Status of Last Round of Capacity Purchase:
CPU: HPE: Vendor testing completed. Some network reconfiguration needed to enable our benchmarking and final tests to take place.
Disk: (XMA) All acceptance testing and benchmarking completed. Being prepared for installation into CEPH.

Tier1 Availabilities for May 2016:
Alice: 100%
Atlas: 100%
CMS: 100%
LHCb: 99%
OPS: 98% – But I will put in a request for a fixup on this as the main cause of lack of availability affected may sites.
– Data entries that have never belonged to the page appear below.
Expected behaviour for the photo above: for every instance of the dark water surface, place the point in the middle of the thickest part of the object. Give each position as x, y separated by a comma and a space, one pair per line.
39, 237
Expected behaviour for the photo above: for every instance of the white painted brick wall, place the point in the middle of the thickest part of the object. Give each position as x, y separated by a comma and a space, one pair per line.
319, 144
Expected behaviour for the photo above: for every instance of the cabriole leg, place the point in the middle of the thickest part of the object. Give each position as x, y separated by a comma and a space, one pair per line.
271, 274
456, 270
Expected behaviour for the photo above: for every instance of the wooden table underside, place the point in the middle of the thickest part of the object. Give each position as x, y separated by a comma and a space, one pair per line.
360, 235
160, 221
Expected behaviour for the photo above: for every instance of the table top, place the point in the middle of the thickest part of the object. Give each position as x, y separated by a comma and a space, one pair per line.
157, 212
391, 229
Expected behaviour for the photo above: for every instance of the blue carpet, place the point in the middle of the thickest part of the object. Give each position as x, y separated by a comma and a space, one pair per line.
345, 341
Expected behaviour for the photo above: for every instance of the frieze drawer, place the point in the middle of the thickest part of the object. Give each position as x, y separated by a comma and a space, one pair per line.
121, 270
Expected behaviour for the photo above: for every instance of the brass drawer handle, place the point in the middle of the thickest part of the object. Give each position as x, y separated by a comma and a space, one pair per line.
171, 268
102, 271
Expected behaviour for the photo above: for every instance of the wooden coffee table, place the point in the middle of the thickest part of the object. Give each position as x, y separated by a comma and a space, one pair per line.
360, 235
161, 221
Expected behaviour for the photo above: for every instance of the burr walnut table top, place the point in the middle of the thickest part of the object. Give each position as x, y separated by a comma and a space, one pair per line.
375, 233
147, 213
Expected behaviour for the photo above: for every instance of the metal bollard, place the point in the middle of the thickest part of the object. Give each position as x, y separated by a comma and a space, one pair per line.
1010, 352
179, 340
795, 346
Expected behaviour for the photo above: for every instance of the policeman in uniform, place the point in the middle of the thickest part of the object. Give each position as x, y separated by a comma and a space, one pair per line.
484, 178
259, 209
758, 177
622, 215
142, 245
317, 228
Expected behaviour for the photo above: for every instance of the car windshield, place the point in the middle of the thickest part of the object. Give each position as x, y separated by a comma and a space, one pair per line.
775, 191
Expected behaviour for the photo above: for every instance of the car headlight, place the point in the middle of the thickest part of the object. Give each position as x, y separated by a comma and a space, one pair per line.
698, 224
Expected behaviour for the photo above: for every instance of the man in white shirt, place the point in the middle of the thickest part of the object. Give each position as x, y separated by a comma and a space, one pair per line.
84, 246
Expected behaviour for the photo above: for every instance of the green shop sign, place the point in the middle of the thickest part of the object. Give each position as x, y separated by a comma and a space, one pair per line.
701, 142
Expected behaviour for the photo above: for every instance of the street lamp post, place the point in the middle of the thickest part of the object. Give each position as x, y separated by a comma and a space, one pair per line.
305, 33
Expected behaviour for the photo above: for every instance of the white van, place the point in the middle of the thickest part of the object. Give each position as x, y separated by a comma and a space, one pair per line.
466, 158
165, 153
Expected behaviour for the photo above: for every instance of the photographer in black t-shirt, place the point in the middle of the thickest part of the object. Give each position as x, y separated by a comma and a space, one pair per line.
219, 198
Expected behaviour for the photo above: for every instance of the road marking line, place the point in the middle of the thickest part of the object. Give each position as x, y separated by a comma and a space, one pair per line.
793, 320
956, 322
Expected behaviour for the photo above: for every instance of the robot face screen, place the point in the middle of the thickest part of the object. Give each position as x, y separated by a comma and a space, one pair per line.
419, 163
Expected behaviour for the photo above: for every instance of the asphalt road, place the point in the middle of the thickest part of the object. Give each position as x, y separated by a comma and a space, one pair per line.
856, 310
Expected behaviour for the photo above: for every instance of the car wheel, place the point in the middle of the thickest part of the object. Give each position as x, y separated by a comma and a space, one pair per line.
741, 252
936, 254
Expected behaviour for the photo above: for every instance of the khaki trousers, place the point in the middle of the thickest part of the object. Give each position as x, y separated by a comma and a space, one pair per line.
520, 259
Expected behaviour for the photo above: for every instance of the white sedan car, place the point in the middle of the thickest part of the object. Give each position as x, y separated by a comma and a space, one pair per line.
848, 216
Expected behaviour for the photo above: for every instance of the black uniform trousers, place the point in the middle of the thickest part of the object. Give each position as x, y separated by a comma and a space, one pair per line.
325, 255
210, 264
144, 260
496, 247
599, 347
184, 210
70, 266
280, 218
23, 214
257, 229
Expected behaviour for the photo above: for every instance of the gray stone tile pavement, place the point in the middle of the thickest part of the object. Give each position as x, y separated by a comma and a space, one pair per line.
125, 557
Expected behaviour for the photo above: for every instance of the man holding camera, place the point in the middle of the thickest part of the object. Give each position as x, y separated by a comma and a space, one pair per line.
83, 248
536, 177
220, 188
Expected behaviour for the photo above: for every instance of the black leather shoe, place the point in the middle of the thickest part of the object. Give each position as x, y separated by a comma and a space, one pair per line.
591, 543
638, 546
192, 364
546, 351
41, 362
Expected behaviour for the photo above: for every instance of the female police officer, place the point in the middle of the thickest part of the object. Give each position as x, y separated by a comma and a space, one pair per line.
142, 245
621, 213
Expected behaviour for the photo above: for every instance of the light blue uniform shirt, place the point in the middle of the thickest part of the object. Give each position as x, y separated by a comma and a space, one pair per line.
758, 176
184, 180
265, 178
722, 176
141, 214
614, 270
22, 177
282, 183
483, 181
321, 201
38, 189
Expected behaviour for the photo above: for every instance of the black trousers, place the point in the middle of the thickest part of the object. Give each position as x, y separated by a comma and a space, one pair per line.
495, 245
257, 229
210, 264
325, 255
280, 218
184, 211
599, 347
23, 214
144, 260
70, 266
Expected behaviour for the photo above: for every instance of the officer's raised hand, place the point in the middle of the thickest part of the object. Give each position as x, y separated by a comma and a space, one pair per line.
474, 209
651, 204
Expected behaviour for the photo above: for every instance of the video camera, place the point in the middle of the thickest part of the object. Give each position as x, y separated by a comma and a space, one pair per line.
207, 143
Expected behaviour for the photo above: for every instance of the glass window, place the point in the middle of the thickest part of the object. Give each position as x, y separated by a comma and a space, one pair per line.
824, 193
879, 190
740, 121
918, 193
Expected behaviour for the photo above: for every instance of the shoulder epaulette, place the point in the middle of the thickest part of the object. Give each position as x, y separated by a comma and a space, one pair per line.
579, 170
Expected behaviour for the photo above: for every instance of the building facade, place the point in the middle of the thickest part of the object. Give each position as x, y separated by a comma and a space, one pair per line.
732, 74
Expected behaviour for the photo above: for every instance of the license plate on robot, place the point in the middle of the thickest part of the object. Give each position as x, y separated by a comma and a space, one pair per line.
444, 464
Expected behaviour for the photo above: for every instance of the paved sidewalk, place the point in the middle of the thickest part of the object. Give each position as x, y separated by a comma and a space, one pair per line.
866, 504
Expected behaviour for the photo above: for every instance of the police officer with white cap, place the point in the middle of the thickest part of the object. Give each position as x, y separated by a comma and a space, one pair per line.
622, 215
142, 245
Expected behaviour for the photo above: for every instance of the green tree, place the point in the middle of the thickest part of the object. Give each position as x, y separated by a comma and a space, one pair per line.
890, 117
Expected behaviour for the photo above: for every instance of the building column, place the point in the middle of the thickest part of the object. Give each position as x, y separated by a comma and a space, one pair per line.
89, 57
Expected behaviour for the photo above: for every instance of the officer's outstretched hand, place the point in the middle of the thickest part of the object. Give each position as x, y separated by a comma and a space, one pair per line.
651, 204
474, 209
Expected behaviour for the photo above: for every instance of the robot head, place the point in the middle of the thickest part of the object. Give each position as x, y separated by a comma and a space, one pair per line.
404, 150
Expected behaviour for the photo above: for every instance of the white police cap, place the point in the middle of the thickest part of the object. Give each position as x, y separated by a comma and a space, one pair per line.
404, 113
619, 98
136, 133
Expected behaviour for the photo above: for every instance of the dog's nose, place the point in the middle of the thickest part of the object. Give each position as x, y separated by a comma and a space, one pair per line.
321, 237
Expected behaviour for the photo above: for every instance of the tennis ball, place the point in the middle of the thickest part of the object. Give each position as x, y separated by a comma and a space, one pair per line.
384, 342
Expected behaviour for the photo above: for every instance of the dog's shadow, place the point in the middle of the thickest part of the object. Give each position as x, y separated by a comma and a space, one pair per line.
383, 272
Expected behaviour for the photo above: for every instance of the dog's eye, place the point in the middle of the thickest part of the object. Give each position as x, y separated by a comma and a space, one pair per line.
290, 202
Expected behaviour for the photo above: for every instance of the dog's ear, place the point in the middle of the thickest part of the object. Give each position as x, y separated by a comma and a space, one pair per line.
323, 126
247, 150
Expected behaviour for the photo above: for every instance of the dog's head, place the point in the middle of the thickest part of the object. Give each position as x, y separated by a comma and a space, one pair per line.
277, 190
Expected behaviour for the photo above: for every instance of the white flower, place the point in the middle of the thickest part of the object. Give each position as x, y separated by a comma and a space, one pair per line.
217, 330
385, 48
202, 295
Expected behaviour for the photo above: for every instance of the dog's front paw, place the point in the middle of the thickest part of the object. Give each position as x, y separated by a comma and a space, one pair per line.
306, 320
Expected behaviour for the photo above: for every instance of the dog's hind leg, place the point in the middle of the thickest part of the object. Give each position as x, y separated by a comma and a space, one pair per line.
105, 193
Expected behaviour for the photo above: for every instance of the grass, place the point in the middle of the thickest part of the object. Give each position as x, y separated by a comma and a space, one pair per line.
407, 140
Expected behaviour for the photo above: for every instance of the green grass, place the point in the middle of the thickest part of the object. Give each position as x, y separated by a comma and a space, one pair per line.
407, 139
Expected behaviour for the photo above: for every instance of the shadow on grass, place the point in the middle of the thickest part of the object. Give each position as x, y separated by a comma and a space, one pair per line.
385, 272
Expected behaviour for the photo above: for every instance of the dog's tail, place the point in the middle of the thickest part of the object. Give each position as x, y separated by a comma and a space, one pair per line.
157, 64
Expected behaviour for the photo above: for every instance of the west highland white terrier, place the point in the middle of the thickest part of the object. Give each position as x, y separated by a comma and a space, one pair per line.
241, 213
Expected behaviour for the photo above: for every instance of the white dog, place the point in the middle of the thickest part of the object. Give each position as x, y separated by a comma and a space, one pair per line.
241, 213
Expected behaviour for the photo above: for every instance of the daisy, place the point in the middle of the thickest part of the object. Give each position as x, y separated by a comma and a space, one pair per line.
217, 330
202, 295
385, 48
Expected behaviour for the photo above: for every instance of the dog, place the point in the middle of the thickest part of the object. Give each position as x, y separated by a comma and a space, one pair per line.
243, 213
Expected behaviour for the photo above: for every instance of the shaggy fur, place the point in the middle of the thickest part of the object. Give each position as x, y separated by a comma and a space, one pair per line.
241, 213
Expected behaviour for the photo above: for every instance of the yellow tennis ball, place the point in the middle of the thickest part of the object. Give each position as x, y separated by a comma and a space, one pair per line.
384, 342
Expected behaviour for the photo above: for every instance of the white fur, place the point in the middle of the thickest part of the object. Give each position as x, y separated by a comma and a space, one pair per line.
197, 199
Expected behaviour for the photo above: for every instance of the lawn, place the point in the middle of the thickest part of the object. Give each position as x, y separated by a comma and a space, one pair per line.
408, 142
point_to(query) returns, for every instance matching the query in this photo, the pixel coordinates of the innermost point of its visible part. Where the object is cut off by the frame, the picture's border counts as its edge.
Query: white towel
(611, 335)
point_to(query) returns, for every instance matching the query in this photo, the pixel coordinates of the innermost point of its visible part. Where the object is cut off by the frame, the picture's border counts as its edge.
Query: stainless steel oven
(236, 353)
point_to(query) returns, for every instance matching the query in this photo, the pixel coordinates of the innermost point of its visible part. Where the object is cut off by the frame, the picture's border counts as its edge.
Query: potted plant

SI-7 LCG Management Board Report of Issues (DB)
———————————————–
The meeting will take place tomorrow.

SI-8 External Contexts (PG)
———————————
Main issues covered. PC noted a JISC meeting on preservation that he will attend on Friday after being invited by Jeremy Yates. This could prove interesting and people involved in the LHC context should be involved. It is possible this relates to a JISC plan for research data management service as a type of archive tape storage that DB has plots of planned processes for and it is therefore helpful to be represented.

REVIEW OF ACTIONS
=================
595.9: JC to discuss instructions writing document workflows required by new users of the Grid. Ongoing.
596.1: SL will assess existing Tier-2 hardware and its expected lifetime. Ongoing.
598.2: DB to reconsider h/w planning. Ongoing.
598.4: GS to provide PG with a report on Tier 1 for first quarter of the year. Done.
599.1 – SL will update h/w survey spreadsheet and circulate to PMB.

ACTIONS AS OF 20/06/16
======================
595.9: JC to discuss instructions writing document workflows required by new users of the Grid. Ongoing.
596.1: SL will assess existing Tier-2 hardware and its expected lifetime. Ongoing.
598.2: DB to reconsider h/w planning. Ongoing.
599.1: SL will update h/w survey spreadsheet and circulate to PMB.
600.1: DC to contact Julia Sedgebeer at Imperial to informally discuss and address SuperNemo’s computing needs and request Daniella and Tom to await outcome of these discussions before progressing further.
600.2: DB/PC will consider whether to contact the head of SuperNemo in the UK discussing support requirements.
600.3: PC and DB will draft up initial thoughts on how best to respond to enquiry from DOE regarding GridPP computing support and circulate to PMB for comment.